Una volta accertata la gravità dell’offesa, la conseguente vendetta dovrà essere esercitata entro un breve lasso di tempo, ad esclusione dell’offesa di sangue che non cade mai in prescrizione. E’ bene precisare che l’azione offensiva attuata per vendicare una precedente offesa subita, costituisce a sua volta motivo di vendetta. In modo particolare la vendetta del sangue (ossia successiva ad un omicidio) costituisce a sua volta offesa grave anche quando è stata posta in essere per vendicare un’altra offesa di sangue.
Il lettore si domanderà: ma l’offesa può estinguersi? Certamente, in diversi modi. Come abbiamo visto essa può estinguersi da subito attraverso la mediazione di persone di buona volontà che cercano un dialogo per una composizione pacifica, quest’ultima consiste in un adeguato indennizzo o nell’andare a costituirsi dopo aver chiesto perdono. Se però l’offesa è stata arrecata con precisa intenzione di danneggiare e rovinare l’offeso, difficilmente potrà trovarsi un accordo. La storia delle faide sarde ci narra che l’estinzione dell’offesa avviene dopo diversi anni e in seguito alla morte di molte persone. Spesso la pace tra le due fazioni è stata suggellata da una cerimonia pubblica in cui le parti si incontrano per salutasi con una stretta di mano e un bacio e talvolta la pace è sancita con un matrimonio.
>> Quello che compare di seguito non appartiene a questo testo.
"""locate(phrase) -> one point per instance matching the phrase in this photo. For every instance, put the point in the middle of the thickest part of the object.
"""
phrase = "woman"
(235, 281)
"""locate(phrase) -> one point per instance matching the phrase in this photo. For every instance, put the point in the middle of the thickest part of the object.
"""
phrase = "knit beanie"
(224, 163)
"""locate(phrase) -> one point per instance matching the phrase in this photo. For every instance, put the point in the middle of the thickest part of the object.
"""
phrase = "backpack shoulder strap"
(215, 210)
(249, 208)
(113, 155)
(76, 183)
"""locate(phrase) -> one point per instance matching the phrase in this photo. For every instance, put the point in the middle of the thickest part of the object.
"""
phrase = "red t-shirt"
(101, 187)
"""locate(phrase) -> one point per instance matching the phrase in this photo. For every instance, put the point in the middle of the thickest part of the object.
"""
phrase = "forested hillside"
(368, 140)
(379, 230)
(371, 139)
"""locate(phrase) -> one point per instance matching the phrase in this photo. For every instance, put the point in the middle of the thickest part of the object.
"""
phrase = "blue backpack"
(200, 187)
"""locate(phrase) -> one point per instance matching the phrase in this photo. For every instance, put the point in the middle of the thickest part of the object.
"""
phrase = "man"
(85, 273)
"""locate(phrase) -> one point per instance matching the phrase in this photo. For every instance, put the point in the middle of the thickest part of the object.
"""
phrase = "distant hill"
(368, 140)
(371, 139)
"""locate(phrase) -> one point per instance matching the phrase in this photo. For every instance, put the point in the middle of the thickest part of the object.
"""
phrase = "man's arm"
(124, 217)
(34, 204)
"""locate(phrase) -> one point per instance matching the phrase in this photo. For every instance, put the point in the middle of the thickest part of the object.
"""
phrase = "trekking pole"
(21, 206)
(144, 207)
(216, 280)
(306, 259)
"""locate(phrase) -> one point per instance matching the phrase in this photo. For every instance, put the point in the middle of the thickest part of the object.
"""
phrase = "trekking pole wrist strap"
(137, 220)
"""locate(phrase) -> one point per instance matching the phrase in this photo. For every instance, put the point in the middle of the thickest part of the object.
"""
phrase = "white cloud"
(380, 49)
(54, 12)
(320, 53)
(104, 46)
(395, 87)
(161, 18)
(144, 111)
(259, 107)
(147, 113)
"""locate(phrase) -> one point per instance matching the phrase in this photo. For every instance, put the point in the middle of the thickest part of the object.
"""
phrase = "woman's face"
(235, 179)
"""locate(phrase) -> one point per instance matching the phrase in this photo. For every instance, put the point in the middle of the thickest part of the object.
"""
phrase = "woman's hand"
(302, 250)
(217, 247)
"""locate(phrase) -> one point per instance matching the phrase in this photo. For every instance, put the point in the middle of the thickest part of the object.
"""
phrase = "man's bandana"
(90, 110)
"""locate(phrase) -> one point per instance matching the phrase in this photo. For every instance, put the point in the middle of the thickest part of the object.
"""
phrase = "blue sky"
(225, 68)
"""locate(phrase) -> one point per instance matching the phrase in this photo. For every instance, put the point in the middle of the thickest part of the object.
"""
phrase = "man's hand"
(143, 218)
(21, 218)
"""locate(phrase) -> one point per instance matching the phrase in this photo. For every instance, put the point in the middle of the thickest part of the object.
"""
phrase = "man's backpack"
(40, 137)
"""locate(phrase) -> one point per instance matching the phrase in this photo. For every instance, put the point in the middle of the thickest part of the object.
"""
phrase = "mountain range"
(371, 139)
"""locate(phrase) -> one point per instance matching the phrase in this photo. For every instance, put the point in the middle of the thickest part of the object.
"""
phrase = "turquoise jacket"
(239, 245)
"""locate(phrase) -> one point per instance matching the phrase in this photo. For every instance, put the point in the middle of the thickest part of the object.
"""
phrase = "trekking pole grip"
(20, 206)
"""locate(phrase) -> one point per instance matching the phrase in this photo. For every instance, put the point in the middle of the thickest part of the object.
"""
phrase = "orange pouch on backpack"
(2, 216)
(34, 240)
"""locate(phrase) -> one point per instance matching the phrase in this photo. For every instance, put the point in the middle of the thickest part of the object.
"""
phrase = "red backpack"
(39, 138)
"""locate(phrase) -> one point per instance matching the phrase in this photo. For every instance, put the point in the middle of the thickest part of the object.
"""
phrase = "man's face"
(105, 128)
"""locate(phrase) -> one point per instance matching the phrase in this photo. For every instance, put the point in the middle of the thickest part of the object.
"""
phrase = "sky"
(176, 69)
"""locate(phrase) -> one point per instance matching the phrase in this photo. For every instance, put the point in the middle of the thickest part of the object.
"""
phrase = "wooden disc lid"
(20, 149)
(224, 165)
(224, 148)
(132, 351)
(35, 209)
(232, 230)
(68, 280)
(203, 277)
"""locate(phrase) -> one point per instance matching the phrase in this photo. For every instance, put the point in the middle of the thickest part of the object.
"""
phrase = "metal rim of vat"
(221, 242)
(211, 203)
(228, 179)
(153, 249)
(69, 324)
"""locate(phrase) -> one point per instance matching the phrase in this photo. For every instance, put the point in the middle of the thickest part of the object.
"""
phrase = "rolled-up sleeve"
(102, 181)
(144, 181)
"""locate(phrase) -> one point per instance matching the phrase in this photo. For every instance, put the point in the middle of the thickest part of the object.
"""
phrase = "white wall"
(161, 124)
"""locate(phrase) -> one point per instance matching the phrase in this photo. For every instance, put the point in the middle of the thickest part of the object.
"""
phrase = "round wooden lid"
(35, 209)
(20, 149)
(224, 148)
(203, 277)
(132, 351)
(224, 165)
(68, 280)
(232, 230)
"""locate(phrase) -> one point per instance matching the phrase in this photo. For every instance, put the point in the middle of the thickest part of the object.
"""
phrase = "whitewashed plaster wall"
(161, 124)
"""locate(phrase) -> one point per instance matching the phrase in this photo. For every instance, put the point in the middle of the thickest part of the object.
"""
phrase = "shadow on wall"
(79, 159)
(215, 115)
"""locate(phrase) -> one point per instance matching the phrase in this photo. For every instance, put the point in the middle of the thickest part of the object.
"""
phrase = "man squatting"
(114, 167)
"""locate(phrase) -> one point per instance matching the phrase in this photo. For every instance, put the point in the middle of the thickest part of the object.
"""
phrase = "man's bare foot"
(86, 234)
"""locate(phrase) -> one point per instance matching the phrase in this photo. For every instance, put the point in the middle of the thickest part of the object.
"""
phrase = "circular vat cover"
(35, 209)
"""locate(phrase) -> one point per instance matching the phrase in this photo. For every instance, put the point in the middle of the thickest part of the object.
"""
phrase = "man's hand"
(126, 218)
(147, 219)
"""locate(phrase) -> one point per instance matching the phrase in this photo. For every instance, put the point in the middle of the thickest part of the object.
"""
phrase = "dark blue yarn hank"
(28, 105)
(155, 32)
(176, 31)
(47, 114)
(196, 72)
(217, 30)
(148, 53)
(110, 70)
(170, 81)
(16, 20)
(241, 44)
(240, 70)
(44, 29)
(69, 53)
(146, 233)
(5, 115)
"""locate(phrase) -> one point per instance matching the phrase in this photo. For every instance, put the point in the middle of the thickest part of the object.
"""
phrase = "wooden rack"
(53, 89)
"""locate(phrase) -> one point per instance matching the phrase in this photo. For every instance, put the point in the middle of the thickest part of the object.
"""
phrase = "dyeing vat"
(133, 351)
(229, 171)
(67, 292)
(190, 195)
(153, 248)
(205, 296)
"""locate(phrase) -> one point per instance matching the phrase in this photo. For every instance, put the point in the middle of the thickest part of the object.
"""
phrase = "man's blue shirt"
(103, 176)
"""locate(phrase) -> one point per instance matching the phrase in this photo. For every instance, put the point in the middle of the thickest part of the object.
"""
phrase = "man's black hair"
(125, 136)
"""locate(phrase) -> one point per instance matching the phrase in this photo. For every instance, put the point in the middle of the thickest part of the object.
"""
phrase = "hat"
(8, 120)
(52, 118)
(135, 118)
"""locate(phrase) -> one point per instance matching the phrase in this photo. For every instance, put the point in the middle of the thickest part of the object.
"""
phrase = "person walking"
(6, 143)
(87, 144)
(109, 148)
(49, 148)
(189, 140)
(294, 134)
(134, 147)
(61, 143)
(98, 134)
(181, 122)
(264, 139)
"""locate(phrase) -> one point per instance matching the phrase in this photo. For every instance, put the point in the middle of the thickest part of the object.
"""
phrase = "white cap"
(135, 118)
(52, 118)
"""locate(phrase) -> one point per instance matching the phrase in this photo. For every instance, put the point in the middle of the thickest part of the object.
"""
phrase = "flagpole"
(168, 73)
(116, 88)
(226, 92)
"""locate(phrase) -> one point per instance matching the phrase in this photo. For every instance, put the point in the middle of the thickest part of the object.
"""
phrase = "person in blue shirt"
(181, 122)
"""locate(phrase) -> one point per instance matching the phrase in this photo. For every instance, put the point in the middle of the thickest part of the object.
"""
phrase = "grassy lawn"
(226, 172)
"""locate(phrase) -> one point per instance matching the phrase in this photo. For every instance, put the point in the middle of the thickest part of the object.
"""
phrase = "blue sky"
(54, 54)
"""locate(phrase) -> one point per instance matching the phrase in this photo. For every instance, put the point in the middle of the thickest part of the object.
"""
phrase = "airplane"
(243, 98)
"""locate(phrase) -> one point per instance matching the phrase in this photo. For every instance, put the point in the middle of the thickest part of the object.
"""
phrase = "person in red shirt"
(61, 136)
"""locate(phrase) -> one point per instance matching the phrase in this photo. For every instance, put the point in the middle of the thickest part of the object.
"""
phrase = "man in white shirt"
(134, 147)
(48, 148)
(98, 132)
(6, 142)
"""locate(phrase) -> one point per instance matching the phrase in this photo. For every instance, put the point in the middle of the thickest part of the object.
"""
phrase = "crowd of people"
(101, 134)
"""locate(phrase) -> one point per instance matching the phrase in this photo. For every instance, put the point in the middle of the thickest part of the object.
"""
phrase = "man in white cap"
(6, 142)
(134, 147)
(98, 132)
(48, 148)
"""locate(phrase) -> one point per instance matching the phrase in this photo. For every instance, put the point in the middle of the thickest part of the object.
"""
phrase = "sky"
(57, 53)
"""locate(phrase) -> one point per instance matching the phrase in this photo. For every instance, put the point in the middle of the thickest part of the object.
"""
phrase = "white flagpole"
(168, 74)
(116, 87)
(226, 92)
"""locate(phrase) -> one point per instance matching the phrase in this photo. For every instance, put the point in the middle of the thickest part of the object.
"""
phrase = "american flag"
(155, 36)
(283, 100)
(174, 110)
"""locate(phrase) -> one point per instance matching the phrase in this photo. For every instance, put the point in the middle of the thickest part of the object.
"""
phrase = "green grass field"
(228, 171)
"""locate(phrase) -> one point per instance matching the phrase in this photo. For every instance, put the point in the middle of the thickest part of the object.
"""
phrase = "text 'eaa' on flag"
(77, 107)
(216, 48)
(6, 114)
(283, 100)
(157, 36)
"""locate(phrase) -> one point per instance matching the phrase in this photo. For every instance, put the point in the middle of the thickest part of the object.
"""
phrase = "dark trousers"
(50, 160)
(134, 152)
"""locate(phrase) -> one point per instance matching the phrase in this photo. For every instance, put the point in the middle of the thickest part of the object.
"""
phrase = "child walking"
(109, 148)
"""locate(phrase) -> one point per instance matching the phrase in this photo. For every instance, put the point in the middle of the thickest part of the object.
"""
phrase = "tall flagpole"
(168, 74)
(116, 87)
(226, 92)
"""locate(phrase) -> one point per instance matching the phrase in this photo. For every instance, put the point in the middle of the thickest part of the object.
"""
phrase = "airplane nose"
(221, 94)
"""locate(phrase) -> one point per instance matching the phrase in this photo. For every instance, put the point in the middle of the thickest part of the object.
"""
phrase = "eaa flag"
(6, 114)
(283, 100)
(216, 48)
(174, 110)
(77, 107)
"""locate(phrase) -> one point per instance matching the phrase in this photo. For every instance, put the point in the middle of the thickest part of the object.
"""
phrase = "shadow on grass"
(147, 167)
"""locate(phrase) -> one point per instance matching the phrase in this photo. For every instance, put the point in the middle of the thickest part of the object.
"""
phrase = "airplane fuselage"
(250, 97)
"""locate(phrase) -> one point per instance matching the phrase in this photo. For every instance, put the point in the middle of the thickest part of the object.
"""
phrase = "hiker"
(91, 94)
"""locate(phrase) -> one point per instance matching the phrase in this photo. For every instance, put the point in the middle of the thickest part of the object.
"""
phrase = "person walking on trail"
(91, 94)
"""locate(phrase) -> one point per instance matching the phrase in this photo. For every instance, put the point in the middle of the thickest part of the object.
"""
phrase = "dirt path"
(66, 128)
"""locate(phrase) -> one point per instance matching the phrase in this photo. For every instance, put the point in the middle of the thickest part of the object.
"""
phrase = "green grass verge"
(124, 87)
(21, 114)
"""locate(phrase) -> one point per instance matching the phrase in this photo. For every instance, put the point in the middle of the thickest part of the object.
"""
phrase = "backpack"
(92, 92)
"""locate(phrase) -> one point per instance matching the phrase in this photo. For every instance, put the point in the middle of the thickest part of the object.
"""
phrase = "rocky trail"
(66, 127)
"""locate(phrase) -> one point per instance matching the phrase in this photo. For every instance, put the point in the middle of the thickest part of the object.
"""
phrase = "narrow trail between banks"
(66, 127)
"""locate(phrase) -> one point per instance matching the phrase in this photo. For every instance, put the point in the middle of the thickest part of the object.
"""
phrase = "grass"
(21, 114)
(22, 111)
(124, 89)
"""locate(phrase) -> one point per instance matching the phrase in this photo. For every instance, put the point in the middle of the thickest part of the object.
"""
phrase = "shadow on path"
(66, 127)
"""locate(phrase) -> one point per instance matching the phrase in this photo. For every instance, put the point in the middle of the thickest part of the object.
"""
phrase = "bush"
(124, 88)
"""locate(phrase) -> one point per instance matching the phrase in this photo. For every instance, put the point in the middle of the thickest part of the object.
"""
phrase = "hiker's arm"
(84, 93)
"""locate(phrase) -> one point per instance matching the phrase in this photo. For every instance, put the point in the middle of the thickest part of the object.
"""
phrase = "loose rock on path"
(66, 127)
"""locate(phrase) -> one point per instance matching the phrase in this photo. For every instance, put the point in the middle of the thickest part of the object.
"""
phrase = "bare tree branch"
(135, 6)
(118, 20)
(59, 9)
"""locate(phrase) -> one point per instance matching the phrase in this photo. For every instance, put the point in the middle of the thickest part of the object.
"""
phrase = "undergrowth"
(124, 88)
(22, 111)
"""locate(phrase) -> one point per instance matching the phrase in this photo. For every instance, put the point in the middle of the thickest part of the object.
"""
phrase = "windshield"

Ogni volta che in Sardegna avviene un omicidio che profuma di faida, tutti noi veniamo accusati di essere omertosi. L’omertà è la non disponibilità a comunicare ciò di cui si è a conoscenza alle forze dell’ordine. Questa mancanza di disponibilità è determinata dalla mancanza di fiducia nella Giustizia “continentale” degli spagnoli prima e dei piemontesi- italiani poi. La giustizia continentale non voleva sentire ragioni e non intendeva nemmeno capire le tradizioni e la cultura della nostra terra (notevolmente differenti da quelle spagnole e italiane), pertanto spesso la punizione era ingiusta o inadeguata.
I tempi sono cambiati e anche la Giustizia lo è, ma l’omertà esiste ancora e si traduce nella paura di perdere onorabilità e rispettabilità agli occhi della comunità. L’omertà non è solo sarda, come la cronaca ci racconta in questi giorni, essa può essere anche veneta o lombarda. Consideriamo la reticenza da parte dei compagni di scuola di quel giovane padovano morto, in circostanze poco chiare, a Milano durante un viaggio di istruzione, nessuno dei suoi amici dice come sono andate realmente le cose…
Ma nessuno osa definire tale reticenza “continentale”col nome esatto: Omertà.